Father: “My 23 -year -old son (in rooms from the age of eighteen) almost completes his studies. I understand that we have just reached the end of the upbringing, but I doubt whether I should contribute my perspective again. Many fellow students go for the big money; Employers are apparently eager for the qualities of these students. My son, who graduates in computer science, also does not seem insensitive to this. As a father, of course, I think he should make his own choices, but somewhere I also think it’s a bit poor, that ogly for money. I would rather see that he is ‘meaningful busy in the world’ heavier than money. I think this would be better for both him and the world. The tension is for me that I do not want my opinion to be more important than his freedom of choice, while I would still like to contribute my perspective. Only how? We don’t talk together very easily, but it is possible. My wife and I have been involved with our four children, but he has had his own life for years. ”
Open conversation
Leo Molenaar: “It’s great that your son has found a topic that apparently interests him so that he has almost completed his master. I read that you are introducing a divorce between ‘the big money’ and ‘being meaningful in the world’. Are those real contradictions? That could be a starting point for a conversation with your son. What do those concepts mean to you?

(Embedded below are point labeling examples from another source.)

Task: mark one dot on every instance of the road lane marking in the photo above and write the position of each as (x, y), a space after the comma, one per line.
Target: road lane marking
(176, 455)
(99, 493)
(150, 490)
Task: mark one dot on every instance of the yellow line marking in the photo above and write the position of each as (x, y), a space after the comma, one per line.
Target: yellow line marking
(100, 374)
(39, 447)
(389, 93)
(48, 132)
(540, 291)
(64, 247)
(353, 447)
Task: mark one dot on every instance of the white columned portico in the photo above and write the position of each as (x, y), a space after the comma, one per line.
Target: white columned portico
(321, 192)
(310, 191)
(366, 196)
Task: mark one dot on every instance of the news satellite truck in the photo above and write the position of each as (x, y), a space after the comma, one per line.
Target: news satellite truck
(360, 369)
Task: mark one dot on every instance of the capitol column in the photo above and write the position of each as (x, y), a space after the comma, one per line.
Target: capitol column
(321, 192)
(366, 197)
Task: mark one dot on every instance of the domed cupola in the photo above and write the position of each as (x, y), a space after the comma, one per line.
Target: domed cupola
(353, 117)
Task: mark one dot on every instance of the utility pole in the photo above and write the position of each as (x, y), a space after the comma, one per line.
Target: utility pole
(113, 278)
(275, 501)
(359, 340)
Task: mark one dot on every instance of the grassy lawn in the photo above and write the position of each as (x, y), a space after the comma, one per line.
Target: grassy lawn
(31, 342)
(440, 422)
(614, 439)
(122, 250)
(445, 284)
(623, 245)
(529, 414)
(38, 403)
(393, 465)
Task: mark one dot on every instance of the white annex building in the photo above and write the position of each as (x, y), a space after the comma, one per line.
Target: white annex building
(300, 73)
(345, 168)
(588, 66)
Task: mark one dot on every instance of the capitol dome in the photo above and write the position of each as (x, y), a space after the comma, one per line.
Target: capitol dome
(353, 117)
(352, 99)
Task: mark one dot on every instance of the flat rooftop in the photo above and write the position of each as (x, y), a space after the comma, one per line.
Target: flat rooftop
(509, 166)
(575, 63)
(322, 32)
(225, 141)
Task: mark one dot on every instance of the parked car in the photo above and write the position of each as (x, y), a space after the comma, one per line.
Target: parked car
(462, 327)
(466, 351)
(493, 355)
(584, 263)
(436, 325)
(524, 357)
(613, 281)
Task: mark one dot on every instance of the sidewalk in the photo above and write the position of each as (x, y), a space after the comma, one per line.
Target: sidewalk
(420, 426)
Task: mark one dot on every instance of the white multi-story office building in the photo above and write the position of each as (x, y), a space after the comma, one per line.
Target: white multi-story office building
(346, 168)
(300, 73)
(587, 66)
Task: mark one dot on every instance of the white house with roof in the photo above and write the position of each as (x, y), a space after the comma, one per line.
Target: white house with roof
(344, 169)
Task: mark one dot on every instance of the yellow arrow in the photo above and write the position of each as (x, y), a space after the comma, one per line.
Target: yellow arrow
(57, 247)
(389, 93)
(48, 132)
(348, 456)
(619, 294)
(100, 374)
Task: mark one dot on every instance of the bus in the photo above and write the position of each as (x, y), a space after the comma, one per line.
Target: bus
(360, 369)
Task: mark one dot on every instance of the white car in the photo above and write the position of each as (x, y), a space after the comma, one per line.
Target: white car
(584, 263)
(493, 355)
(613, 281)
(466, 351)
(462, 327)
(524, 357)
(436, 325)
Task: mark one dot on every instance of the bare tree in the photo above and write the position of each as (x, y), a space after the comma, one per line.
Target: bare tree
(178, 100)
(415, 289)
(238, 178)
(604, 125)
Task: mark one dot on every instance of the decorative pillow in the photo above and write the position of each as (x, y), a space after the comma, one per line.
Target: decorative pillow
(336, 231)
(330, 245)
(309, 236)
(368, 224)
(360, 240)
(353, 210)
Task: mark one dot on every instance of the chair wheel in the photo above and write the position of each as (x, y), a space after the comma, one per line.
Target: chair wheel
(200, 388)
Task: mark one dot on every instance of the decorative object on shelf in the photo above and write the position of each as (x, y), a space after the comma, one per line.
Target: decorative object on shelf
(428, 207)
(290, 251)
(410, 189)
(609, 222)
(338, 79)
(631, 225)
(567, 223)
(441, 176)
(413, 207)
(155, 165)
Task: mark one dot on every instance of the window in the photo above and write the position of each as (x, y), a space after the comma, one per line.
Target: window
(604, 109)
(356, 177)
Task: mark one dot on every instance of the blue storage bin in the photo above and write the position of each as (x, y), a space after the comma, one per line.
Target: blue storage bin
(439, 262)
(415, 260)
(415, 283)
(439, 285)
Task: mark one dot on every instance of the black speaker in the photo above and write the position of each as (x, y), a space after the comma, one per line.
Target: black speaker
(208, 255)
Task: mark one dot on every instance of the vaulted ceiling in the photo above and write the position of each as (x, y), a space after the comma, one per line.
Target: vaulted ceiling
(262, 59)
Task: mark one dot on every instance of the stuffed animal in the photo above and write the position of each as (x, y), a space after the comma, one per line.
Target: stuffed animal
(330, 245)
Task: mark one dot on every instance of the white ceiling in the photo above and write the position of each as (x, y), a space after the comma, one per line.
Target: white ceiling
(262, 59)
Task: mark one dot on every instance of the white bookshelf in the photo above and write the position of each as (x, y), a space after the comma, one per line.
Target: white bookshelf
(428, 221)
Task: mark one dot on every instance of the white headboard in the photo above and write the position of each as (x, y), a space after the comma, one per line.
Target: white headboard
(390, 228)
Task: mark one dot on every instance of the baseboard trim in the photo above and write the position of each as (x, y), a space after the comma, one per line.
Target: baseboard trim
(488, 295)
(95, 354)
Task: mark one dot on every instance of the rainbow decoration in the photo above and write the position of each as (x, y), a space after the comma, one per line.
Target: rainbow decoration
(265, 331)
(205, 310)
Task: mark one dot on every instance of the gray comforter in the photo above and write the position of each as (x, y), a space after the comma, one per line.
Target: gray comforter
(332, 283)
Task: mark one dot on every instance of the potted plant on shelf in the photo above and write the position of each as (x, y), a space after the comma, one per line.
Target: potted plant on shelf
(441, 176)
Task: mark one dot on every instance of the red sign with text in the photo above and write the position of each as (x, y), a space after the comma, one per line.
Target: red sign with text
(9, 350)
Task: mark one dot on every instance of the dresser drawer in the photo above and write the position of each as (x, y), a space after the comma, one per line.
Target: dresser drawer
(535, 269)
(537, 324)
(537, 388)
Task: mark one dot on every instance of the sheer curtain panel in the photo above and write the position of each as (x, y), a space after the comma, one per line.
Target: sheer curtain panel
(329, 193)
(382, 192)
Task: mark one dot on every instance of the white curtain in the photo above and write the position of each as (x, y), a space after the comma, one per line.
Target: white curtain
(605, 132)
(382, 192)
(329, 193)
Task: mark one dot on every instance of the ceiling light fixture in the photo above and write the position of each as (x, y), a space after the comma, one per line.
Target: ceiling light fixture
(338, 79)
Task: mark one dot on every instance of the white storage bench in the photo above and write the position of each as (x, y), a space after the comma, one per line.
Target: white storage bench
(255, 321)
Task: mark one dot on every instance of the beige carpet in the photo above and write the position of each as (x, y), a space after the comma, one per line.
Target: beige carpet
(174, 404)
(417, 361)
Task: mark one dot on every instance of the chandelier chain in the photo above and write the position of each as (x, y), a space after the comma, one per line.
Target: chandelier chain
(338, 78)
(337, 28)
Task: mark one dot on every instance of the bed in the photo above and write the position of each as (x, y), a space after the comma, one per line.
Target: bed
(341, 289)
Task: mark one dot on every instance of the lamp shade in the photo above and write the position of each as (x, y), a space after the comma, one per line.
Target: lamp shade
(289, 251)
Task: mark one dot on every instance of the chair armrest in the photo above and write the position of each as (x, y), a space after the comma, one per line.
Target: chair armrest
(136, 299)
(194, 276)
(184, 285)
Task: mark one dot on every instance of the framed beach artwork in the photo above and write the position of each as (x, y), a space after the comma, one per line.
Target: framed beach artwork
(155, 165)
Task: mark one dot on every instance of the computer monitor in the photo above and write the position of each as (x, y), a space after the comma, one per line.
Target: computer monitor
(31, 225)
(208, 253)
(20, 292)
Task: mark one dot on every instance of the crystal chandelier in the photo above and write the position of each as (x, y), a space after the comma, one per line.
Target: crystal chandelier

“I presented the question to my students of Medical Natural Sciences (second -year Bachelor). They unanimously chose that you spoke. “The sooner the better,” was their advice. My own addition: saying nothing would probably mean that your opinion unconsciously seeps into communication.
“How do you start that conversation? The students thought that was a difficult question, but the keyword was ‘curiosity’. You can give your opinion, they said, but it must be an exchange of ideas, in which good questions are central.
“From my own experience I add: no why ask questions. They sound like an accusation. Start the sentences with ‘How do you think about …?’ “I’m curious how you …” can I tell how I look at it? ” They help in having an open conversation. “
Joint activity
Bas Delivery: “Your son is 23. The upbringing is over. Although neuropsychologists nowadays insist that the brain has not yet been matured in the eighteenth year, your son has fortunately been considered to be responsible and liable for themselves in all sorts of respects for five years, so as adults. That most adults sometimes behave ‘immature’, we do not get out of the world.
“And yet you should definitely not underestimate the meaning of what you bring today. It often happens that children who explicitly distance themselves from the views of their parents in their youth, later, to the teaching of their children, refer to it without any restraint. “My father always said!”
“The fact that you regret the materialistic attitude of your son – keeping other ideals – is a fascinating topic of conversation. It’s great that he has been living independently for so long, but that has limited the number of meetings in recent years. Think a joint activity in which everything and everything can be discussed regularly. If you consider your son as an adult conversation partner, his freedom of choice is not in any danger. ”
Leo Molenaar is a dean to the Murmellius Gymnasium Alkmaar and gives the study & career course to university second -year students.
Bas Delivery is former lecturer pedagogy.